Misteri Villa Berdarah
Aryo terlihat tersenyum dan mengangguk-anggukkan kepalanya ketika mendengar rencana yang dipaparkan oleh Ricky. Ya, mengapa tidak, pikirnya sambil senyum-senyum membayangkan kejutan yang akan menimpa kawan-kawannya. Itu pasti akan menjadi kejutan yang menyenangkan, sekaligus menjadi peristiwa yang tak akan mereka lupakan, batin Aryo pula. Maka Aryo pun menyetujui rencana itu dan berjanji untuk mempersiapkan beberapa hal yang dibutuhkan demi terwujudnya rencana itu.

“Tapi kamu jangan bocorkan ini pada siapapun juga, ya,” kata Ricky serius. “Aku ingin tidak ada yang tahu rencana ini selain aku sama kamu, biar mereka pada surprised!”

“Oo-oke!” Aryo menganggukkan kepalanya dengan pasti.

Dan Ricky pun tersenyum.

Beberapa saat kemudian, Edi kembali muncul sambil membawa beberapa plastik air jeruk hangat, beberapa minuman dalam kaleng dan botol, dan juga cukup banyak bungkus roti dan wafer serta rokok. Mereka pun segera menikmatinya sembari bercakap-cakap sambil melepas lelah setelah perjalanan jauh dari Jakarta.

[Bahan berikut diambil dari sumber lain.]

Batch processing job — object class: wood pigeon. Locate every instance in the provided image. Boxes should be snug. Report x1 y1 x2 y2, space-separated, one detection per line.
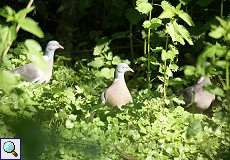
101 63 134 109
181 76 215 111
12 40 64 83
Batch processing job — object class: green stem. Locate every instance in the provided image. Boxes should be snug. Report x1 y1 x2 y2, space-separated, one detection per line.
226 60 229 89
163 35 169 100
147 5 152 89
220 0 224 18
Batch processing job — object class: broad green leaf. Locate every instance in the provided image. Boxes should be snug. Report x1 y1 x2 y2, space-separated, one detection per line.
65 119 74 129
143 18 162 29
93 37 111 55
18 17 44 38
204 85 225 97
0 70 18 93
25 39 42 53
166 22 185 45
135 2 153 15
112 56 122 65
16 6 34 20
95 67 115 79
125 8 141 25
173 21 193 45
184 65 196 76
215 60 227 68
209 26 225 39
186 120 203 138
177 10 194 26
0 6 15 19
136 0 148 6
159 1 176 19
169 64 179 72
88 57 105 68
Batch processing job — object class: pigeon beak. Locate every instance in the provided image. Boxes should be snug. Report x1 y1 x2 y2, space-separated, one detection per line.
128 67 134 72
58 44 64 49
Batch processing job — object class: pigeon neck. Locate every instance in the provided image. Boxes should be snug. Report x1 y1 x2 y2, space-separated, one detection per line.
115 71 125 81
45 48 55 60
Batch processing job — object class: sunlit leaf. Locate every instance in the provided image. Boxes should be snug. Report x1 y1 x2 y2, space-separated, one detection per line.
0 70 18 93
18 17 44 38
135 2 152 15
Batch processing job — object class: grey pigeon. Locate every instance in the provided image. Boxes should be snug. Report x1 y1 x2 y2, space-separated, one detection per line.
12 40 64 83
101 63 134 109
181 76 215 111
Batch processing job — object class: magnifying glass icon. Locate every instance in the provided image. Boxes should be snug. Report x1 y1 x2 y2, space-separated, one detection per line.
3 141 18 157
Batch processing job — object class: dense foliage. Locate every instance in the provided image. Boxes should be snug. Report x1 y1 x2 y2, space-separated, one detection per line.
0 0 229 159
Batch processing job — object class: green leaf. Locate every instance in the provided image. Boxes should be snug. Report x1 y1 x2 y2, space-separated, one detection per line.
172 21 193 45
15 6 34 20
93 37 111 55
65 119 74 129
166 22 185 45
186 120 203 138
18 17 44 38
215 60 227 68
143 18 162 29
88 57 105 68
25 39 42 53
159 1 176 19
135 2 153 15
184 65 196 76
95 67 115 79
0 70 18 93
0 6 15 19
204 85 224 97
209 26 225 39
112 56 122 65
125 8 141 25
177 10 194 26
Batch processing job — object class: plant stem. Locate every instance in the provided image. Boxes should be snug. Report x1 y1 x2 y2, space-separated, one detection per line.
1 0 34 59
220 0 224 18
129 24 134 59
147 13 152 90
163 35 169 100
226 60 229 89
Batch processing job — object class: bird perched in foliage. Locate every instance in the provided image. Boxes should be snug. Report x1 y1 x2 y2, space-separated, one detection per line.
101 63 134 109
181 76 215 112
12 40 64 83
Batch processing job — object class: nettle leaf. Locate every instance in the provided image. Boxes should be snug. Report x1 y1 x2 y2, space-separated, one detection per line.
125 8 141 25
112 56 122 65
159 1 176 19
184 65 196 76
136 0 148 5
18 17 44 38
95 67 115 79
0 70 18 93
143 18 162 29
186 120 203 138
88 57 105 68
166 22 185 45
135 2 153 15
93 37 111 56
172 21 193 45
177 10 194 26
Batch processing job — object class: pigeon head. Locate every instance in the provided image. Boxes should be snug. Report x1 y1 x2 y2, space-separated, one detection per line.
116 63 134 74
197 76 211 85
46 40 64 51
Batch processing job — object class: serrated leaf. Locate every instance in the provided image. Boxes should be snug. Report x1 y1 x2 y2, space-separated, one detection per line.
166 22 185 45
177 10 194 26
159 1 176 19
144 18 162 29
18 17 44 38
112 56 122 65
172 21 193 45
136 0 148 6
93 37 111 55
135 2 153 15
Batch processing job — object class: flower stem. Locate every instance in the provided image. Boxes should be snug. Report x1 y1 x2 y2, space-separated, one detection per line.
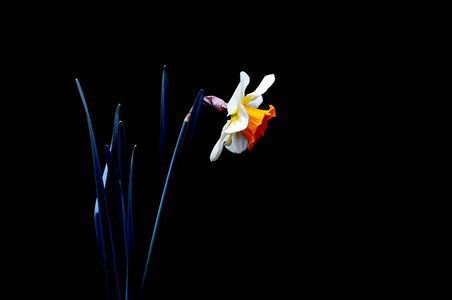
140 119 188 297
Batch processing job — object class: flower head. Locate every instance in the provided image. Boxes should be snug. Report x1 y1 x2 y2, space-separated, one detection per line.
210 71 276 162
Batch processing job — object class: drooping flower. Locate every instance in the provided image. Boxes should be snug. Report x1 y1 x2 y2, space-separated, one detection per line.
210 71 276 162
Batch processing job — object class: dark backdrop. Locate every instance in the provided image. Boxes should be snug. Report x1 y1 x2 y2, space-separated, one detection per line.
5 2 383 299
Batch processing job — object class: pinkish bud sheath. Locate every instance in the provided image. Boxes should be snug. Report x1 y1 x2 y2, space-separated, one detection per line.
203 96 227 112
185 106 192 121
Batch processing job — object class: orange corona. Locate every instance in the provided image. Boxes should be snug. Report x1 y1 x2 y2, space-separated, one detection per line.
240 105 276 150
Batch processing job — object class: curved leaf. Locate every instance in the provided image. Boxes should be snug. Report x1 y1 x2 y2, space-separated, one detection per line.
160 65 169 165
140 120 188 296
184 89 204 146
76 79 121 300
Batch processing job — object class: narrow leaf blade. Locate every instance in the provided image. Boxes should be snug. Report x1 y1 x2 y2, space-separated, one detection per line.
160 65 169 165
126 145 137 299
140 120 188 296
183 89 204 147
99 103 121 226
105 145 127 240
76 79 121 300
127 145 137 258
118 121 128 208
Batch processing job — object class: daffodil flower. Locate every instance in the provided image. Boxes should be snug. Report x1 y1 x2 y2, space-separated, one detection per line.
210 71 276 162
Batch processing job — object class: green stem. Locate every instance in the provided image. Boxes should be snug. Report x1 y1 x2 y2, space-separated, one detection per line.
140 120 188 297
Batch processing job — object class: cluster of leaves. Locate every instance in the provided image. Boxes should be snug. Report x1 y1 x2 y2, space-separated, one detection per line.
77 66 204 299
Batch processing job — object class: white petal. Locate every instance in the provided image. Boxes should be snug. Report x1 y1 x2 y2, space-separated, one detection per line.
224 134 233 147
246 95 263 109
227 72 250 115
240 71 250 93
225 132 248 154
246 74 275 100
210 136 226 161
210 121 231 162
224 104 248 134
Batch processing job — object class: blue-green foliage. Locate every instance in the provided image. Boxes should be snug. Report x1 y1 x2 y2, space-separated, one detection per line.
140 89 204 296
160 66 169 165
78 68 204 299
77 79 136 300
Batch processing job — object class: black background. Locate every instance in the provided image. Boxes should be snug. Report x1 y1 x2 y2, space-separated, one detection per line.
4 2 391 299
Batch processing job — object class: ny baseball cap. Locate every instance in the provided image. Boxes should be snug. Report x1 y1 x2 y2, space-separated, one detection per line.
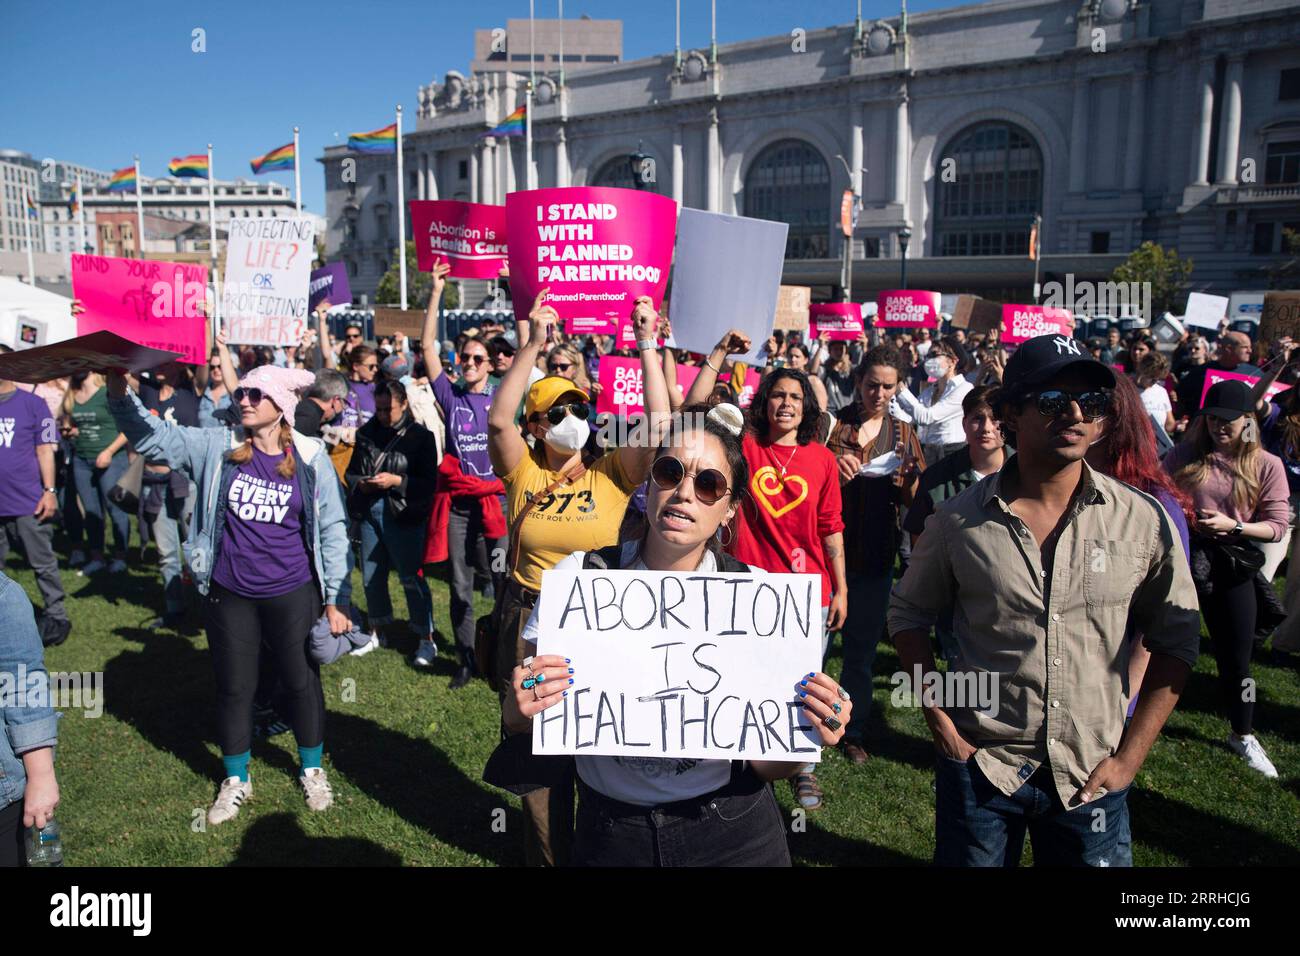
1001 333 1117 395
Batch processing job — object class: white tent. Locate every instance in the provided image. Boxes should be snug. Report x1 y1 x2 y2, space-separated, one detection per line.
0 276 76 349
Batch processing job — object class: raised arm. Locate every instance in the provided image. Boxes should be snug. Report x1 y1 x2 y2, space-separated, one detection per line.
659 317 682 412
1250 341 1293 415
215 329 239 387
103 371 213 476
421 259 453 382
489 288 553 477
682 329 753 408
619 298 675 483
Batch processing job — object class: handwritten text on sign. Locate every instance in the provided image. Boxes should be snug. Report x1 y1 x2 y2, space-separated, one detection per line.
222 218 316 346
71 254 207 364
533 570 824 761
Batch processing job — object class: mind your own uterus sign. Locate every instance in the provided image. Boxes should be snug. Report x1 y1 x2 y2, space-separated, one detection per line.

Dua jam kemudian, saat arlojinya menunjukkan pukul empat sore, cuaca nampak semakin gelap dan Ricky pun memutuskan untuk segera pulang kembali ke Jakarta. Aryo sudah siap untuk ditinggalkan sendiri.

“Pekerjaanmu di sini banyak sekali, jadi kamu pasti tidak akan sempat berpikir macam-macam,” kata Ricky saat akan meninggalkan Aryo. “Jadi, kamu tidak perlu mengkhawatirkan apapun. Aku jamin, tidak akan ada apa-apa di sini.”

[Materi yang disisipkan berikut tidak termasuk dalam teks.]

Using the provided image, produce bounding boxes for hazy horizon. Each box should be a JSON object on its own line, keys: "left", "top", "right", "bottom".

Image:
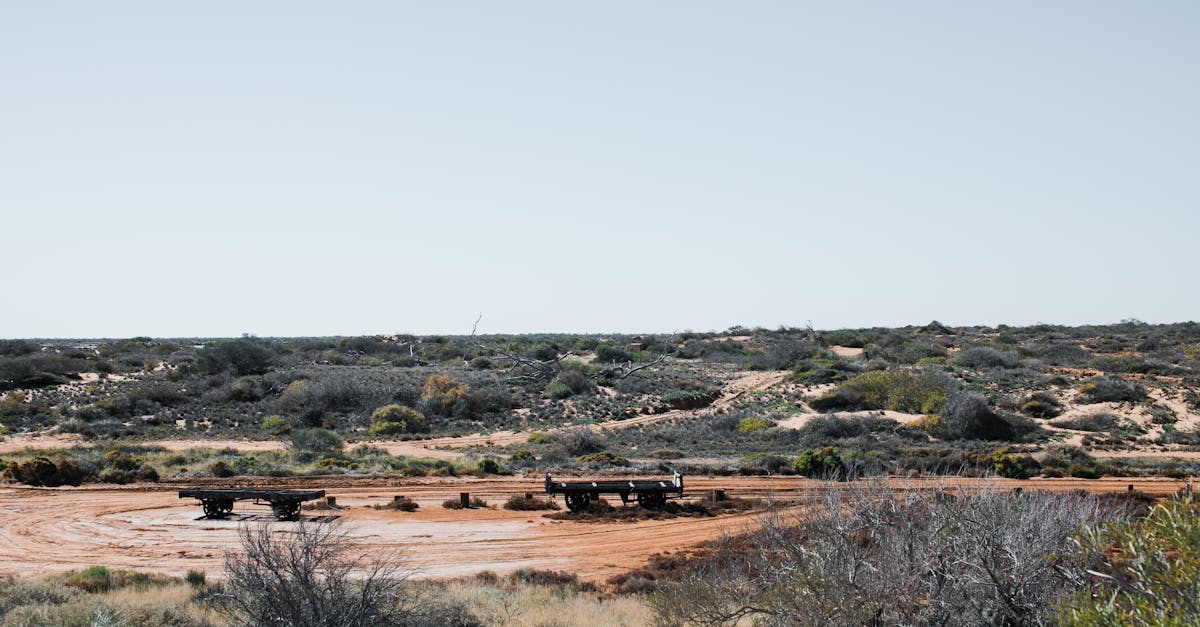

{"left": 3, "top": 2, "right": 1196, "bottom": 338}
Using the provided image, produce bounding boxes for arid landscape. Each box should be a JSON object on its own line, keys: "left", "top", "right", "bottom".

{"left": 7, "top": 0, "right": 1198, "bottom": 622}
{"left": 0, "top": 476, "right": 1188, "bottom": 581}
{"left": 3, "top": 324, "right": 1200, "bottom": 624}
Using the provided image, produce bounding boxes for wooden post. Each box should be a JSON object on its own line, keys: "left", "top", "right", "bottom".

{"left": 326, "top": 496, "right": 337, "bottom": 507}
{"left": 460, "top": 492, "right": 471, "bottom": 508}
{"left": 709, "top": 489, "right": 726, "bottom": 502}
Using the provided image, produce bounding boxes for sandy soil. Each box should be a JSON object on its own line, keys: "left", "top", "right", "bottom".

{"left": 0, "top": 432, "right": 87, "bottom": 453}
{"left": 0, "top": 371, "right": 789, "bottom": 462}
{"left": 0, "top": 475, "right": 1185, "bottom": 582}
{"left": 342, "top": 370, "right": 791, "bottom": 455}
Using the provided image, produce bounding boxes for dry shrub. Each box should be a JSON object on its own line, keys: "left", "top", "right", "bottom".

{"left": 372, "top": 496, "right": 420, "bottom": 512}
{"left": 444, "top": 580, "right": 650, "bottom": 626}
{"left": 502, "top": 495, "right": 559, "bottom": 511}
{"left": 442, "top": 496, "right": 489, "bottom": 510}
{"left": 651, "top": 479, "right": 1114, "bottom": 626}
{"left": 219, "top": 520, "right": 469, "bottom": 626}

Aryo menggangguk. Di atas karpet masih ada cukup banyak minuman dan makanan dan juga rokok untuk persediaan sampai kedatangan kawan-kawannya, dan Aryo tak perlu mengkhawatirkan perutnya kelaparan.

Edi membuka pintu mobil, kini gilirannya yang menyetir karena tadi Ricky sudah menyetir saat perjalanan berangkat ke sini. Ricky duduk di samping Edi, dan mobil itu pun perlahan-lahan mulai bergerak meninggalkan halaman villa itu. Aryo berlari-lari kecil di belakang mobil untuk menutup kembali pintu gerbang villa.

Saat berdiri di belakang pintu gerbang dan memandangi mobil Ricky yang semakin menjauh, Aryo mulai merasakan bahwa sesuatu yang begitu gelap dan mengerikan tengah merayap di villa itu...

***

Di dalam mobil yang terus melaju menuruni jalanan yang cukup curam, Ricky menaikkan kedua kakinya yang pegal di atas dashboard, sementara sandaran jok tempatnya duduk diturunkan. Dia terlihat sedikit mengantuk, namun asap rokok terus-menerus mengepul dari mulutnya.

“Berani sekali tuh si Aryo,” kata Edi sambil mengganti gigi persneling saat memasuki jalanan yang mulai rata. “Sendirian dalam villa yang asing...”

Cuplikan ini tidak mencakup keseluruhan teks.